Les compagnies de théâtre jeune public et les centres dramatiques jeunes public développent des activités diverses sans forcément les prioriser. Pour eux, s’inscrire dans une unique catégorie pourrait se révéler problématique. Il conviendrait également d’organiser, au sein de chaque catégorie, une modalisation des obligations au regard du domaine concerné ainsi que des moyens financiers y alloués.
L’octroi de bourses (art. 9) :
Le système d’octroi de bourses ne parait pas correspondre à la réalité du terrain. De fait, les délais entre les décisions des instances d’avis et les besoins réels des artistes sont assez longs.
Principes de bonne gouvernance (art. 41) :
Dans cet article, on ne relève pas de critères de fonctionnement qui permettraient de valider le type de gouvernance attendu.

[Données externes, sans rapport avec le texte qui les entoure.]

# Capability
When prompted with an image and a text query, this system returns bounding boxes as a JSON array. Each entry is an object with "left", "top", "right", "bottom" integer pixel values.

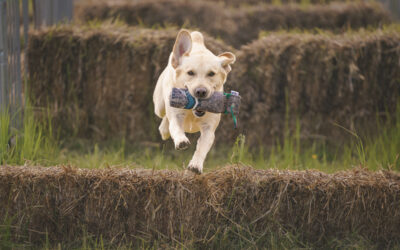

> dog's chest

[{"left": 182, "top": 111, "right": 202, "bottom": 133}]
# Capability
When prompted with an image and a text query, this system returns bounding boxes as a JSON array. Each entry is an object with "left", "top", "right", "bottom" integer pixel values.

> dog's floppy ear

[
  {"left": 172, "top": 30, "right": 192, "bottom": 69},
  {"left": 218, "top": 52, "right": 236, "bottom": 73}
]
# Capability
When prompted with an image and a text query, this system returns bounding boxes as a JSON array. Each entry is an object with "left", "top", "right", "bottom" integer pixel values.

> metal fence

[
  {"left": 0, "top": 0, "right": 22, "bottom": 129},
  {"left": 33, "top": 0, "right": 73, "bottom": 28},
  {"left": 0, "top": 0, "right": 73, "bottom": 130},
  {"left": 379, "top": 0, "right": 400, "bottom": 20}
]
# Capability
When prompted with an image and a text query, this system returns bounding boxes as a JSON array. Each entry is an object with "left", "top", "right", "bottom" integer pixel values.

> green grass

[
  {"left": 1, "top": 216, "right": 396, "bottom": 250},
  {"left": 1, "top": 102, "right": 399, "bottom": 173},
  {"left": 2, "top": 222, "right": 398, "bottom": 250},
  {"left": 0, "top": 108, "right": 11, "bottom": 163},
  {"left": 0, "top": 103, "right": 58, "bottom": 166}
]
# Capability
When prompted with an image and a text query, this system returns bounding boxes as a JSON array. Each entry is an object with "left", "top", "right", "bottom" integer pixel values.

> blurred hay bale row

[
  {"left": 76, "top": 0, "right": 385, "bottom": 9},
  {"left": 28, "top": 25, "right": 400, "bottom": 147},
  {"left": 220, "top": 29, "right": 400, "bottom": 147},
  {"left": 76, "top": 1, "right": 391, "bottom": 48},
  {"left": 198, "top": 0, "right": 373, "bottom": 5},
  {"left": 1, "top": 165, "right": 399, "bottom": 246},
  {"left": 28, "top": 26, "right": 229, "bottom": 143}
]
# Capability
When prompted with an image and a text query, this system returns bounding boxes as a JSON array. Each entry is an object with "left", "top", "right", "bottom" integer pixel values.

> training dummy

[{"left": 170, "top": 88, "right": 241, "bottom": 128}]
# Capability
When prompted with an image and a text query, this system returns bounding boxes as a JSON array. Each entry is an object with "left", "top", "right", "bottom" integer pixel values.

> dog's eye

[
  {"left": 187, "top": 70, "right": 195, "bottom": 76},
  {"left": 207, "top": 71, "right": 215, "bottom": 77}
]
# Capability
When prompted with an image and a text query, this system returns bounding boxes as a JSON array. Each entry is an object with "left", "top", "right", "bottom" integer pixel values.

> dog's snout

[{"left": 194, "top": 87, "right": 208, "bottom": 98}]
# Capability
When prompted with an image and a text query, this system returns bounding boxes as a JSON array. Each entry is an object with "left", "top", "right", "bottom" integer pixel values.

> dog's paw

[
  {"left": 187, "top": 163, "right": 203, "bottom": 174},
  {"left": 175, "top": 138, "right": 190, "bottom": 150}
]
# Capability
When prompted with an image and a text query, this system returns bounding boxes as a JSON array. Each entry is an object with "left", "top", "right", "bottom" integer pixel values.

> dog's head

[{"left": 171, "top": 29, "right": 235, "bottom": 100}]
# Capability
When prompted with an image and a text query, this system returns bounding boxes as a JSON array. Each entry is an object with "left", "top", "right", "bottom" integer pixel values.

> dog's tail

[{"left": 191, "top": 31, "right": 204, "bottom": 45}]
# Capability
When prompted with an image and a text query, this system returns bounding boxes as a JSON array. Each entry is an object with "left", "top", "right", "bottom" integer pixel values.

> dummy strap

[
  {"left": 223, "top": 93, "right": 238, "bottom": 129},
  {"left": 184, "top": 90, "right": 196, "bottom": 109}
]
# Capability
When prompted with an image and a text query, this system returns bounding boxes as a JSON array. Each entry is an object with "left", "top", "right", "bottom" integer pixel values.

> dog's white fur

[{"left": 153, "top": 30, "right": 235, "bottom": 173}]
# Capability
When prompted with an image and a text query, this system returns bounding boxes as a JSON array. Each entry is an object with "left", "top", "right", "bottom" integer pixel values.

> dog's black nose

[{"left": 194, "top": 87, "right": 207, "bottom": 98}]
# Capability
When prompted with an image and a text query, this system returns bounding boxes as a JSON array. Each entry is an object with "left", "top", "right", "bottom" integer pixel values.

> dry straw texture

[
  {"left": 76, "top": 1, "right": 391, "bottom": 48},
  {"left": 196, "top": 0, "right": 385, "bottom": 6},
  {"left": 78, "top": 0, "right": 369, "bottom": 5},
  {"left": 219, "top": 30, "right": 400, "bottom": 147},
  {"left": 28, "top": 26, "right": 231, "bottom": 143},
  {"left": 1, "top": 165, "right": 400, "bottom": 246},
  {"left": 76, "top": 0, "right": 238, "bottom": 46}
]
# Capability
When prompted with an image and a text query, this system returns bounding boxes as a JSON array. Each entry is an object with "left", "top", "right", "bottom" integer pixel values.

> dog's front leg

[
  {"left": 188, "top": 124, "right": 216, "bottom": 174},
  {"left": 168, "top": 110, "right": 190, "bottom": 150}
]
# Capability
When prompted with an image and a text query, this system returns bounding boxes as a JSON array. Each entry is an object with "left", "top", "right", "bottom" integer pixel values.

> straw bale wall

[
  {"left": 219, "top": 31, "right": 400, "bottom": 146},
  {"left": 76, "top": 1, "right": 391, "bottom": 48},
  {"left": 28, "top": 26, "right": 230, "bottom": 143},
  {"left": 1, "top": 165, "right": 399, "bottom": 246},
  {"left": 28, "top": 26, "right": 400, "bottom": 147}
]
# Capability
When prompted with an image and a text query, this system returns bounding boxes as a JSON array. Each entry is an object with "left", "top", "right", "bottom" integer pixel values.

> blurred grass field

[{"left": 1, "top": 97, "right": 399, "bottom": 173}]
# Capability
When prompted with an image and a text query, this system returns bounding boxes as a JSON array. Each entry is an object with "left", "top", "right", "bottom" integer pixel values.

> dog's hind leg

[{"left": 159, "top": 117, "right": 170, "bottom": 140}]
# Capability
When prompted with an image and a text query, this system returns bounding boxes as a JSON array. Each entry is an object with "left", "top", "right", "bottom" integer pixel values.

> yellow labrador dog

[{"left": 153, "top": 29, "right": 235, "bottom": 174}]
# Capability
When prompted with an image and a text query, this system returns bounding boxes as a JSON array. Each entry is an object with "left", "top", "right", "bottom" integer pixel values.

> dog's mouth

[{"left": 194, "top": 110, "right": 205, "bottom": 117}]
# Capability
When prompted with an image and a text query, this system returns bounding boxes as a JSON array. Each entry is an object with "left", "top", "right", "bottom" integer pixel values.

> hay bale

[
  {"left": 76, "top": 0, "right": 239, "bottom": 46},
  {"left": 1, "top": 165, "right": 400, "bottom": 247},
  {"left": 231, "top": 3, "right": 391, "bottom": 47},
  {"left": 76, "top": 0, "right": 382, "bottom": 8},
  {"left": 27, "top": 25, "right": 231, "bottom": 143},
  {"left": 76, "top": 1, "right": 391, "bottom": 48},
  {"left": 218, "top": 29, "right": 400, "bottom": 147},
  {"left": 195, "top": 0, "right": 384, "bottom": 6},
  {"left": 28, "top": 26, "right": 400, "bottom": 148}
]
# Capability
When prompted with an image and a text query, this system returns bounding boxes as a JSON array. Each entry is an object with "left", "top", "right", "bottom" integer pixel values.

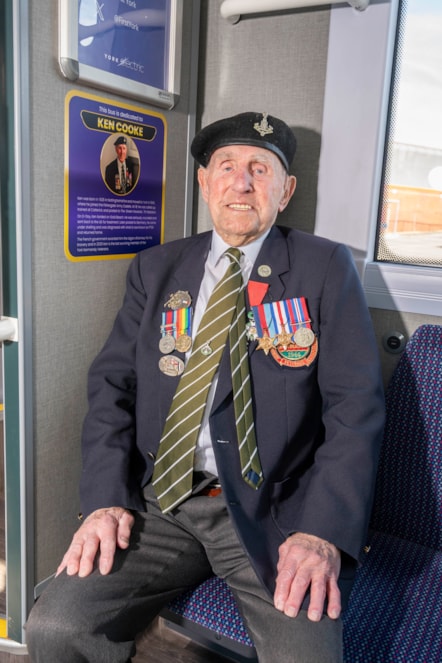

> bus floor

[{"left": 0, "top": 617, "right": 231, "bottom": 662}]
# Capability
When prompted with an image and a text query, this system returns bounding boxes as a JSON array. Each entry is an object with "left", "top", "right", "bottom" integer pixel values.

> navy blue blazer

[{"left": 80, "top": 225, "right": 385, "bottom": 604}]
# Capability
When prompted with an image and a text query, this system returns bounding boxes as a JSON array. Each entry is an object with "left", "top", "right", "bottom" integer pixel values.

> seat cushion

[
  {"left": 166, "top": 575, "right": 255, "bottom": 649},
  {"left": 343, "top": 530, "right": 442, "bottom": 662}
]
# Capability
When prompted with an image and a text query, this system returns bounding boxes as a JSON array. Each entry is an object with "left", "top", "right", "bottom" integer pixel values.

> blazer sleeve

[
  {"left": 291, "top": 242, "right": 385, "bottom": 561},
  {"left": 79, "top": 253, "right": 147, "bottom": 517}
]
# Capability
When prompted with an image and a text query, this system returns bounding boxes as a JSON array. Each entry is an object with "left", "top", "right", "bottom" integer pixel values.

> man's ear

[
  {"left": 279, "top": 175, "right": 297, "bottom": 212},
  {"left": 197, "top": 167, "right": 209, "bottom": 203}
]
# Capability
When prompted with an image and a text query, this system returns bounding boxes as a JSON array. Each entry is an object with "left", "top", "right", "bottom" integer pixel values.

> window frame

[{"left": 316, "top": 0, "right": 442, "bottom": 316}]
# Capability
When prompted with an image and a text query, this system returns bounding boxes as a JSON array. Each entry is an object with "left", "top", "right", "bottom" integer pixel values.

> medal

[
  {"left": 256, "top": 335, "right": 274, "bottom": 355},
  {"left": 159, "top": 335, "right": 176, "bottom": 354},
  {"left": 252, "top": 303, "right": 276, "bottom": 353},
  {"left": 175, "top": 334, "right": 192, "bottom": 353},
  {"left": 252, "top": 297, "right": 317, "bottom": 366},
  {"left": 276, "top": 330, "right": 293, "bottom": 350},
  {"left": 159, "top": 310, "right": 176, "bottom": 354},
  {"left": 293, "top": 327, "right": 315, "bottom": 347},
  {"left": 165, "top": 290, "right": 191, "bottom": 310},
  {"left": 159, "top": 305, "right": 193, "bottom": 355},
  {"left": 159, "top": 355, "right": 185, "bottom": 377}
]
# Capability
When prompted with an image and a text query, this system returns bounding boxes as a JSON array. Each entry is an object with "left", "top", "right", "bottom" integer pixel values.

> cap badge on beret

[{"left": 253, "top": 113, "right": 274, "bottom": 138}]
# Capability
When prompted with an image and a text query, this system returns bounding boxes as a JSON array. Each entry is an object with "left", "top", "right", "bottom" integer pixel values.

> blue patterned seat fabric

[
  {"left": 343, "top": 324, "right": 442, "bottom": 662},
  {"left": 163, "top": 575, "right": 257, "bottom": 661}
]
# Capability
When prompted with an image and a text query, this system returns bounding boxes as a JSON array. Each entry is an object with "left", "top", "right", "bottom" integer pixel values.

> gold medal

[
  {"left": 175, "top": 334, "right": 192, "bottom": 353},
  {"left": 276, "top": 331, "right": 293, "bottom": 350},
  {"left": 256, "top": 335, "right": 275, "bottom": 355}
]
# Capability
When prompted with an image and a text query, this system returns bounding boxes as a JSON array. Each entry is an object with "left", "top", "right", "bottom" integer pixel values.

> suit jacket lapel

[
  {"left": 166, "top": 232, "right": 212, "bottom": 306},
  {"left": 249, "top": 225, "right": 291, "bottom": 304}
]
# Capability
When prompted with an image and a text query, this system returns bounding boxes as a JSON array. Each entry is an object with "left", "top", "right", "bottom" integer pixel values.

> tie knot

[{"left": 225, "top": 247, "right": 242, "bottom": 267}]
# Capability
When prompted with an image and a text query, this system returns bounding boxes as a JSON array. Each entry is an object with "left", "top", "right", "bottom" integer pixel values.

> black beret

[
  {"left": 114, "top": 135, "right": 127, "bottom": 146},
  {"left": 191, "top": 112, "right": 297, "bottom": 171}
]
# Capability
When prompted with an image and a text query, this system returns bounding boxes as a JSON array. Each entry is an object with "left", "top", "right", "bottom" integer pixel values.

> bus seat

[
  {"left": 343, "top": 323, "right": 442, "bottom": 662},
  {"left": 161, "top": 574, "right": 258, "bottom": 661}
]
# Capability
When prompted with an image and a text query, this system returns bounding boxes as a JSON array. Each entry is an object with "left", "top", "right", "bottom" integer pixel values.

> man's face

[
  {"left": 115, "top": 144, "right": 127, "bottom": 162},
  {"left": 197, "top": 145, "right": 296, "bottom": 247}
]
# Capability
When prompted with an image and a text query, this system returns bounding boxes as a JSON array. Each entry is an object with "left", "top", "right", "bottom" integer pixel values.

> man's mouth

[{"left": 228, "top": 204, "right": 253, "bottom": 211}]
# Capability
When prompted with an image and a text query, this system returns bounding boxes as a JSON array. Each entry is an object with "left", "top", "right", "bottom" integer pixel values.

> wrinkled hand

[
  {"left": 274, "top": 532, "right": 341, "bottom": 622},
  {"left": 56, "top": 507, "right": 134, "bottom": 578}
]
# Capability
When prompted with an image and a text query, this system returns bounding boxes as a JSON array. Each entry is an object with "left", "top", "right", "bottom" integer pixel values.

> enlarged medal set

[{"left": 158, "top": 290, "right": 318, "bottom": 376}]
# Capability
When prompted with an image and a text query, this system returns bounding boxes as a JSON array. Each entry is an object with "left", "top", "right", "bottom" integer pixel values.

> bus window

[{"left": 376, "top": 0, "right": 442, "bottom": 268}]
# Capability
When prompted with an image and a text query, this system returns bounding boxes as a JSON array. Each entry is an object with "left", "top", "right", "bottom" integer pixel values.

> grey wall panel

[
  {"left": 194, "top": 4, "right": 330, "bottom": 236},
  {"left": 371, "top": 308, "right": 442, "bottom": 389},
  {"left": 30, "top": 0, "right": 200, "bottom": 583}
]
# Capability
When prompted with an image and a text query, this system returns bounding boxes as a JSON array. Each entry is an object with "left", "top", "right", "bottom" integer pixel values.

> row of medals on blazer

[{"left": 159, "top": 289, "right": 315, "bottom": 362}]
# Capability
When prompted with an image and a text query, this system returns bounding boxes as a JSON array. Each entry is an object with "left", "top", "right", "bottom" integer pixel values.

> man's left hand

[{"left": 274, "top": 532, "right": 341, "bottom": 622}]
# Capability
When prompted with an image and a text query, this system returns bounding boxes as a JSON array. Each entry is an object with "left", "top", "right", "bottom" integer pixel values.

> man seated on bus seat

[{"left": 25, "top": 111, "right": 385, "bottom": 663}]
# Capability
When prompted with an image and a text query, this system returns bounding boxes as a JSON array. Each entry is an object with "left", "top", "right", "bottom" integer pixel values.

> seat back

[{"left": 370, "top": 324, "right": 442, "bottom": 549}]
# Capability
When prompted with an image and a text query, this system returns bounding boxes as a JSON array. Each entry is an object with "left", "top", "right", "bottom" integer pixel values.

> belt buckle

[{"left": 200, "top": 485, "right": 222, "bottom": 497}]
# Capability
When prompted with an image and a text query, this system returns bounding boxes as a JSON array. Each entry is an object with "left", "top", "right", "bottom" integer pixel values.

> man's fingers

[
  {"left": 55, "top": 507, "right": 134, "bottom": 579},
  {"left": 116, "top": 510, "right": 135, "bottom": 548},
  {"left": 274, "top": 567, "right": 295, "bottom": 612},
  {"left": 326, "top": 577, "right": 341, "bottom": 620},
  {"left": 78, "top": 535, "right": 102, "bottom": 577},
  {"left": 274, "top": 532, "right": 342, "bottom": 620},
  {"left": 306, "top": 576, "right": 327, "bottom": 622},
  {"left": 275, "top": 569, "right": 311, "bottom": 617}
]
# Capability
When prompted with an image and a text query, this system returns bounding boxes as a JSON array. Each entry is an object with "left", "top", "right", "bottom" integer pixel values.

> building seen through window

[{"left": 376, "top": 0, "right": 442, "bottom": 267}]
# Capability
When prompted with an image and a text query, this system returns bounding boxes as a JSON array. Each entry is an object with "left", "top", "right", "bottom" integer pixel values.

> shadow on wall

[{"left": 278, "top": 126, "right": 321, "bottom": 236}]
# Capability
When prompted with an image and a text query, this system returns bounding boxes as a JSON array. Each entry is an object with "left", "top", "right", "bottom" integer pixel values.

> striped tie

[
  {"left": 229, "top": 285, "right": 264, "bottom": 491},
  {"left": 152, "top": 248, "right": 263, "bottom": 513}
]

Plus spécifiquement, en matière de théâtre jeune public, les contrats-programmes doivent prendre en compte l’identité des compagnies, notamment en matière de recrutement de l’équipe permanente. La plupart du temps, les artistes du théâtre jeune public sont aussi les administrateurs.
On peut également se poser la question de la proportion qui devra être respectée entre le taux de travail artistique et administratif (jusqu’à présent, la norme en jeune public était d’environ 65 % artistique et 35 % administratif).
En sus, il est important que les compagnies restent autonomes et maîtres de leur projet en décidant de l’attribution des postes, du choix des candidats même si un appel public à candidature est fait au préalable.
Fin des conventions et des contrats-programmes (art. 43) :
Le paragraphe 2 stipule que les demandes de tous les contrats-programmes des arts de la scène doivent être rentrées en date du 16 janvier 2017 pour application dès le 1er janvier 2018. Cela signifie-t-il que l’on tiendra compte du passé de chaque opérateur ou les compteurs seront-ils remis à zéro pour l’ensemble du secteur ?
Le paragraphe 4 mérite certaines précisions car les contrats-programmes ont, entres autres, permis l’engagement de personnes en contrat à durée indéterminée. Dans le cadre d’un renouvellement partiel ou d’une absence de renouvellement, les durées de préavis du personnel concerné doivent être prises en considération.
Instance d’avis (art.43) :
Il est indiqué que, en l’attente d’une instance d’avis transversale aux arts de la scène et spécifique aux projets jeune public, ce sera le Conseil du Théâtre pour l’Enfance et la Jeunesse qui officiera. Nous tenons à attirer l’attention sur le fait qu’une instance spécialisée en théâtre jeune public doit être maintenue et composée de membres ayant une connaissance de terrain dans ce domaine.
Enfin, l’APW insiste sur la consultation nécessaire, dans ce dossier comme dans d’autres, des pouvoirs locaux dans la mesure où ils sont acteurs de la vie culturelle.